The Tax System in Australia
The "equality at the working place" principle has been embraced in Australia. Everyone has the right to earn his/her income, without being discriminated due to ethnicity, religion, sex or language. Every income, that is earned by working or in any other way, is subject to income tax. The amount of the income tax depends on the visa type, the entry date in Australia and the amount of income. Those who obtain a tax number and start to work in Australia have the right to benefit from "tax-free threshold". This means, a part of the earnings, which is under the threshold, is not supposed to be taxed. In this case, income tax should be paid for the earnings above this threshold. The threshold is 6000AUD/year (500AUD/month) for 2007-2008 tax year. Please note, this amount is valid only for those, who have lived in Australia for the complete tax year. This means on the first year (and only the first year) of settlement in Australia, the tax-free threshold will most probably be lower.

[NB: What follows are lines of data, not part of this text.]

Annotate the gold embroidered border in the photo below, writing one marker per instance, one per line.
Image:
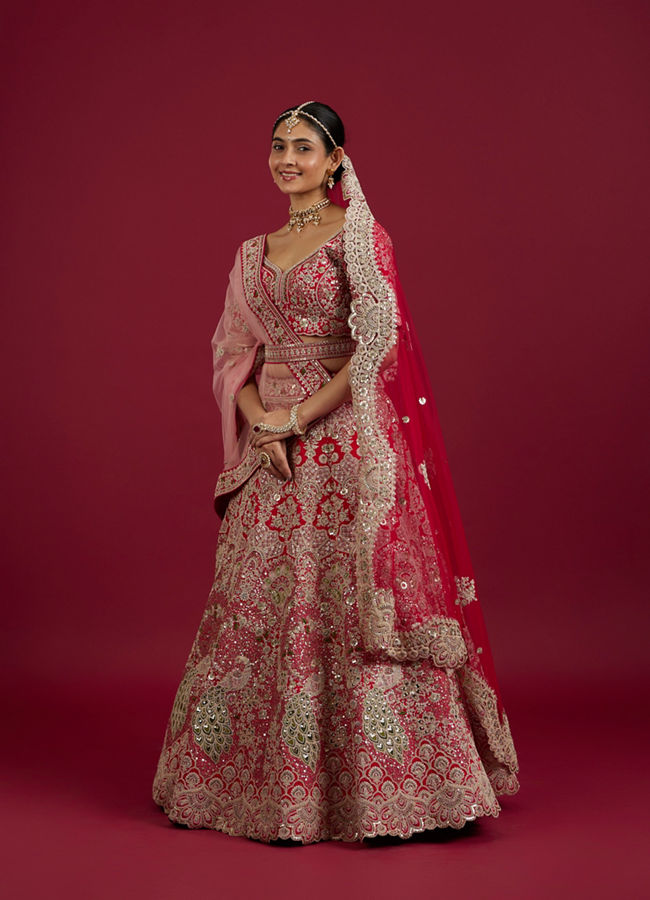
(484, 716)
(310, 374)
(231, 479)
(466, 589)
(313, 350)
(373, 325)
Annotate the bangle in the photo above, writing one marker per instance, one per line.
(293, 420)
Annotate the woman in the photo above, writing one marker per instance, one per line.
(340, 685)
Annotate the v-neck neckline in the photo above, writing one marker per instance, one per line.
(300, 261)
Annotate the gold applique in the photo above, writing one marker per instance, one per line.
(181, 702)
(382, 727)
(211, 726)
(466, 587)
(300, 730)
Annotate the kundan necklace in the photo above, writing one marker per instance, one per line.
(301, 217)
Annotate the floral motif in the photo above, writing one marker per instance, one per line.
(211, 723)
(382, 727)
(300, 730)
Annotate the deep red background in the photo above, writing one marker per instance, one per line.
(505, 147)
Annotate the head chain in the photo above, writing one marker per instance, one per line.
(292, 118)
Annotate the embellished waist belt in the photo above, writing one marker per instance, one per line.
(315, 350)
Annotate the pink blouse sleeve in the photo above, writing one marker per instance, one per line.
(237, 353)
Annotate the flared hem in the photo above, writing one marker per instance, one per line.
(287, 832)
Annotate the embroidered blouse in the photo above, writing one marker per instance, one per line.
(313, 294)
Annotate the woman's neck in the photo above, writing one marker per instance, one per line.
(303, 201)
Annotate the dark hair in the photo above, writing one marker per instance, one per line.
(330, 119)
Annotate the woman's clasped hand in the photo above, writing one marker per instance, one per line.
(273, 443)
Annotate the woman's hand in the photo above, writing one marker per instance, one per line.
(275, 417)
(277, 450)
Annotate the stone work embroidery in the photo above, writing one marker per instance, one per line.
(300, 730)
(211, 724)
(466, 587)
(382, 727)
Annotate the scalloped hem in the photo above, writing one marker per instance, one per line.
(287, 832)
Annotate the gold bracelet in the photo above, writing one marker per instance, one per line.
(293, 420)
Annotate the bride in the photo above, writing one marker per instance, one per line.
(340, 684)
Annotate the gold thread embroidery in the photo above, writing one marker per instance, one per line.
(382, 727)
(466, 589)
(300, 730)
(211, 726)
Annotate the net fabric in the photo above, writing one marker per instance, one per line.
(391, 392)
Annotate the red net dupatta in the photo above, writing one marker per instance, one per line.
(420, 601)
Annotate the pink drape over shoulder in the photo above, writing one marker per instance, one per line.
(238, 352)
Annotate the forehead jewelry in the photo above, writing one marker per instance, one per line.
(293, 119)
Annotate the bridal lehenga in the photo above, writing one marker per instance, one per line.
(341, 684)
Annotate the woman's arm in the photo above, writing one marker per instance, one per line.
(248, 400)
(325, 399)
(321, 402)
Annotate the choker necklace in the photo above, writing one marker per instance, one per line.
(301, 217)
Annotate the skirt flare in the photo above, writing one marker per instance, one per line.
(283, 727)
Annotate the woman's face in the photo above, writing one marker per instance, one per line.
(298, 161)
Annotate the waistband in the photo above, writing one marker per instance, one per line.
(315, 350)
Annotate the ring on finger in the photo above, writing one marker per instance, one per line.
(265, 460)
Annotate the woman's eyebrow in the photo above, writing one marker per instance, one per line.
(295, 140)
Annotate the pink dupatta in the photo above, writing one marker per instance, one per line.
(442, 620)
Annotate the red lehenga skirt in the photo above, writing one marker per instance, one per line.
(282, 726)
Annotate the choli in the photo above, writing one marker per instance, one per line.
(313, 294)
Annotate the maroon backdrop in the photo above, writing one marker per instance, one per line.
(504, 147)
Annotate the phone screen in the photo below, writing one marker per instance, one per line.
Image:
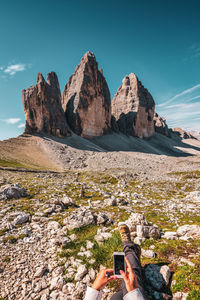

This increases the amount of tax that has to be paid.
The amount of the tax-free threshold depends on the number of months the taxpayer has lived in Australia in one tax year. In Australia the tax year starts on July 1st and ends on June 30th. For each month between July 1st and June 30th of the following year, the taxpayer is entitled to earn 500AUD without paying any tax. So a person who enters in Australia in April, enjoys the tax-free threshold of 500AUDx3=1500AUD for April, May and June. Besides, the tax rate increases depending on the amount of income. The table below reflects 2007-2008 tax rates:
Income (AUD) | Tax Rate |
0 - Threshold | - |
Threshold - 30,000 | 15% |
30,001 - 75,000 | 30% |
75,001 - 150,000 | 40% |
above 150,001 | 45% |
Please note that those who do not apply for a tax number pay the maximum amount of tax (45%) from their complete income regardless of the amount.
Unfortunately, the income tax is not the only cut from the wage. The pension insurance (superannuation), that is widely known as "super", costs 9% of the salary and if the employer includes it into the salary, this creates another wage cut. Some employers make offers that consist of salary+super. In such cases, the employer pays the pension insurace.
And the health insurance... How much it costs totally depends on what kind of an insurance the person has. If no private insurance has been issued, then it is still possible to use the free-of-charge health services, the state offers. Medicare cut is either 1% or 1.5% depending on the amount of income.